Rather than respecting an individual's quest to educate himself or herself with facts / truth, and putting faith in "the collective wisdom and resourcefulness of the people" (this from Populism (theme #21A)), I'd say that Leninists and those who spread misinformation, lies, and fake news to win power are elitists manipulating and fooling the public, who doesn't see their paternalistic "I Know What's Best For You" (worldview theme #2B) true colors. It seems this recent treatment of USA citizen voters like sheep to be guided or children who haven't learned to think for themselves, also involves selling them on unthinking nationalism and patriotism (see The Proud Identification (worldview theme #37A) ) Of course this is not something new--the last eighty years of American history has seen the isolationist political right adopt "America First," "America, Love It or Leave It" and similar slogans.
The threat to American sovereignty and democracy posed by hostile foreign powers--as illustrated by Russian meddling in the 2016 election-- is obvious. After statements like Comey's and Facebook's recent (grudgingly?) providing documentation of Russian 2016 activity aimed at swaying American public opinion, perhaps only the hardest of hard core Trump supporters will accept his characterization of this foreign power meddling story as "a hoax" ?
Much less obvious is the related threat to America's public schools posed by those who wish to profit from school voucher programs that siphon off taxpayer dollars from them. Consider the situation in my home state of Arizona, where the state legislature has passed laws that funnel millions of dollars to private (including profit-making) and religious schools in the last two decades. Along with Trump supporter past (Jan Brewer) and current (Doug Ducey) governors, Arizona has been led by State Senate President Steve Yarbrough. According to Arizona Republic columnist Laurie Roberts, "Yarbrough's the guy behind most of the bills to expand Arizona's tax credits for private school tuition. He's also the director of one of the state's largest school tuition organizations--non-profits that collect tax credit donations then dole them out as private school tuition scholarships. Yarbrough's Arizona Christian School Tuition Organization has siphoned more than $127 million from the state via individual tax credit donations since 1998, according to the non-profit's latest IRS filing in 2015."

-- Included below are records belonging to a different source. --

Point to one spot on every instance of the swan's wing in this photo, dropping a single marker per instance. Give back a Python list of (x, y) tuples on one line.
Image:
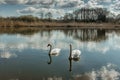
[(76, 53), (55, 51)]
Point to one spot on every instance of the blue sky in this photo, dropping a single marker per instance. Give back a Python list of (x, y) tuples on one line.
[(36, 7)]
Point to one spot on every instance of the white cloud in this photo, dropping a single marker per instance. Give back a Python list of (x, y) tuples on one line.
[(33, 10), (27, 10), (7, 55), (15, 1)]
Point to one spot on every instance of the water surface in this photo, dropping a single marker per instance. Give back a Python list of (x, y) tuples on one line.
[(25, 57)]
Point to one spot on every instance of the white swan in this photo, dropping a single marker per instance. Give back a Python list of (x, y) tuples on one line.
[(74, 54), (54, 51)]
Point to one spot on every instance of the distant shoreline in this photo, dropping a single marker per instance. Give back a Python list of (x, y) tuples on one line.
[(60, 25)]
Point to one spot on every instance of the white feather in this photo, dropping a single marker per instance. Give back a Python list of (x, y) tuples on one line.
[(55, 51), (76, 53)]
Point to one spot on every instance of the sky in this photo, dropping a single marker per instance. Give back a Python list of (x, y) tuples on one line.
[(56, 7)]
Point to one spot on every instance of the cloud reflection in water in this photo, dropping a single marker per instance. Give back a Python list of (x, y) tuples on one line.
[(62, 39), (105, 73), (7, 55)]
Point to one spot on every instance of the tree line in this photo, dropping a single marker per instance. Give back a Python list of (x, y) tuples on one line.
[(79, 15)]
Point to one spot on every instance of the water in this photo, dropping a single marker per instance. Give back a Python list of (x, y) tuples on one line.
[(25, 56)]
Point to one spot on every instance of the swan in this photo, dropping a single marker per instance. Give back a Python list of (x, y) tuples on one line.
[(74, 54), (54, 51)]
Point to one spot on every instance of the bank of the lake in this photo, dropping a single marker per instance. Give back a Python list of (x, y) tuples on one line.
[(58, 25)]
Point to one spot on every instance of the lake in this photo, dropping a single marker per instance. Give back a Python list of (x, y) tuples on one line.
[(25, 56)]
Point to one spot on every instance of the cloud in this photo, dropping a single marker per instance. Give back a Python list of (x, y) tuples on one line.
[(93, 4), (40, 2), (70, 4), (105, 73), (27, 10), (2, 2)]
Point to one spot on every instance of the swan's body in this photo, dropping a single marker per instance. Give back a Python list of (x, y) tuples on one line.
[(74, 54), (54, 51)]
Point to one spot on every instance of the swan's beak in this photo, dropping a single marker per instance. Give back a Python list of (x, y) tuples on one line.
[(48, 45)]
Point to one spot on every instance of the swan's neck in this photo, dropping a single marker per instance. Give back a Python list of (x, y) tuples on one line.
[(70, 52), (50, 49)]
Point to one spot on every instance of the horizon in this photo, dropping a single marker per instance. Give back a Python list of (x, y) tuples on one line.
[(58, 8)]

The Education for Democracy theme idealistically and unabashedly promotes the education that well supported public schools can provide (especially if hard-working excellent teachers are well paid!). I end by quoting from part of the description of this theme: "... well educated citizens are, as Jefferson put it, 'the ultimate guardians of their own liberty.' Such education should provide all students with equal opportunity to find their place in society based on their own interests and ability. It should give them tools to learn more efficiently, help them learn to get along with others, better understand the human experience / accumulated knowledge, select their own moral and political values, and ultimately to select good government leaders." Against this idealistic backdrop, hearing about greedy (recall Seeking Wealth and Power (worldview theme #43)) men like Steve Yarbrough and about a Russian woman taunting "Trump won! We chose him!" is especially galling!